Classification Of Crops

Crops refer to plants that are cultivated and grown by humans for various purposes, typically for food, fiber, or other commercial uses. Common crops include grains like wheat, rice, and corn; vegetables like tomatoes, carrots, and potatoes; fruits like apples, oranges, and bananas; and cash crops like cotton and tobacco. The cultivation of crops is […]

Crops refer to plants that are cultivated and grown by humans for various purposes, typically for food, fiber, or other commercial uses. Common crops include grains like wheat, rice, and corn; vegetables like tomatoes, carrots, and potatoes; fruits like apples, oranges, and bananas; and cash crops like cotton and tobacco. The cultivation of crops is a fundamental aspect of agriculture and plays a crucial role in feeding and sustaining human populations worldwide.

Crops can be categorized based on (1) life cycle, (2) morphology, and (3) uses.
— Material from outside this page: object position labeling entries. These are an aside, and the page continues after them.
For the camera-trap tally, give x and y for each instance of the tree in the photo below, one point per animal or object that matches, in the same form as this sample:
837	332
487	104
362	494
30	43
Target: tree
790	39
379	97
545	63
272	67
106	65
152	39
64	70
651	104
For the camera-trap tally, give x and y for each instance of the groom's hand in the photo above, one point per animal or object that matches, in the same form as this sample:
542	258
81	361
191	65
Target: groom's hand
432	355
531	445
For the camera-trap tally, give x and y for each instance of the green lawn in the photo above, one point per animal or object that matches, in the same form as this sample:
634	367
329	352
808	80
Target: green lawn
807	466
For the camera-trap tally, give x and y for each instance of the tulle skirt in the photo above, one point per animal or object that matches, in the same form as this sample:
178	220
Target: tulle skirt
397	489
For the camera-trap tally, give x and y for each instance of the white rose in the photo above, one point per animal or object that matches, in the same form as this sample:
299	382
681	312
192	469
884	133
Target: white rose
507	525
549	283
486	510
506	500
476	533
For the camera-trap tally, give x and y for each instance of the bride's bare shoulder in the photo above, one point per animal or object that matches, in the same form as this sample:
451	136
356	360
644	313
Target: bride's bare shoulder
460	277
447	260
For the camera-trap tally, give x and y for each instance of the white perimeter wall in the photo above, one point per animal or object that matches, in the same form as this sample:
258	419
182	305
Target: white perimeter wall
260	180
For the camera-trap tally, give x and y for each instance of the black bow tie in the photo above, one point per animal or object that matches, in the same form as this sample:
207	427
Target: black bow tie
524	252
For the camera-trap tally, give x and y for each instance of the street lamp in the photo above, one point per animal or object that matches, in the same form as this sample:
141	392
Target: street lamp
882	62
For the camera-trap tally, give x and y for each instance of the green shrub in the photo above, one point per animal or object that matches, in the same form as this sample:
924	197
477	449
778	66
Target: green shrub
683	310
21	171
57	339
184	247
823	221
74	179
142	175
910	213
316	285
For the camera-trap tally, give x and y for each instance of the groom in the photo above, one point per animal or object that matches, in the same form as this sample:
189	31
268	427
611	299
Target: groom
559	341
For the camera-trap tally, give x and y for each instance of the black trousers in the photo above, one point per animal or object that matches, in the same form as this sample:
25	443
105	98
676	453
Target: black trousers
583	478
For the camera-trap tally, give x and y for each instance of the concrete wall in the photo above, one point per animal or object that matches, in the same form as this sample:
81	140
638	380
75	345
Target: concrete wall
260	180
Classification Based on Life Cycle:

The life cycle of a crop spans from seed planting to crop maturity. Crops can be divided into three groups:

  1. Annual Crops: These crops complete their life cycle within a year, such as cotton, cowpea, yam, and rice.
  2. Biennial Crops: These crops grow and complete their life cycle within two years, including cassava, pepper, onions, carrot, and ginger.
  3. Perennial Crops: These crops take more than two years to grow and complete their life cycle, such as banana, orange, cocoa, and coconut.

 

Classification Based on Morphology:

Crops are classified based on their structure (form and shape):

  1. Monocotyledonous Crops: These crops have seeds with only one seed leaf (cotyledon), parallel veins in their leaves, and a fibrous root system. Examples include maize, rice, millet, wheat, oil palm, and grasses.
  2. Dicotyledonous Crops: These crops bear seeds with two seed leaves (cotyledons), have leaves with net veins, and possess a tap root system. Examples include mango, orange, cowpea, groundnut, kola nut, and pepper.

 

Classification Based on Uses:

Crops are classified according to their practical applications:

  1. Cereals: Grown for their grains or seeds rich in carbohydrates, belonging to the grass family, e.g., maize, millet, rice, wheat, oat, barley, and guinea corn.
  2. Legumes (Pulses): Grown for protein-rich seeds or grains, e.g., cowpea, groundnut, soya beans, and pigeon peas.
  3. Roots and Tubers: Produce underground tubers rich in carbohydrates, e.g., cassava, yam, potato, and carrot.
  4. Vegetables: Grown for leaves, fruits, or roots rich in vitamins and minerals, e.g., tomato, lettuce, okro, amaranthus, and cabbage.
  5. Spices: Rich in vitamins and minerals, used for flavoring food, e.g., pepper, ginger, garlic, onions, and curry.
  6. Beverage Crops: Used in making beverages, e.g., cocoa, coffee, tea, and kola nut.
  7. Fruit Crops: Plants bearing edible fruits rich in vitamins and minerals, e.g., oranges, cashew, guava, and watermelon.
  8. Oil Crops: Produce edible oil when processed, e.g., cotton seed, coconut, oil palm, groundnut, and shea butter.
  9. Latex Crops: Produce latex used in making materials like tires, plastics, and foam. Example: rubber tree.
  10. Fibre Crops: Produce fibers for making clothes, ropes, and sacks, e.g., cotton, sisal, jute, hemp, and kenaf.
  11. Drug Plants: Grown for medicinal purposes, e.g., tobacco, neem, and Indian hemp.
  12. Forage Crops: Grown to feed ruminant farm animals, e.g., stylo, cowpea, and guinea grass.
  13. Ornamental Crops: Grown for beautifying the environment, e.g., hibiscus and morning glory.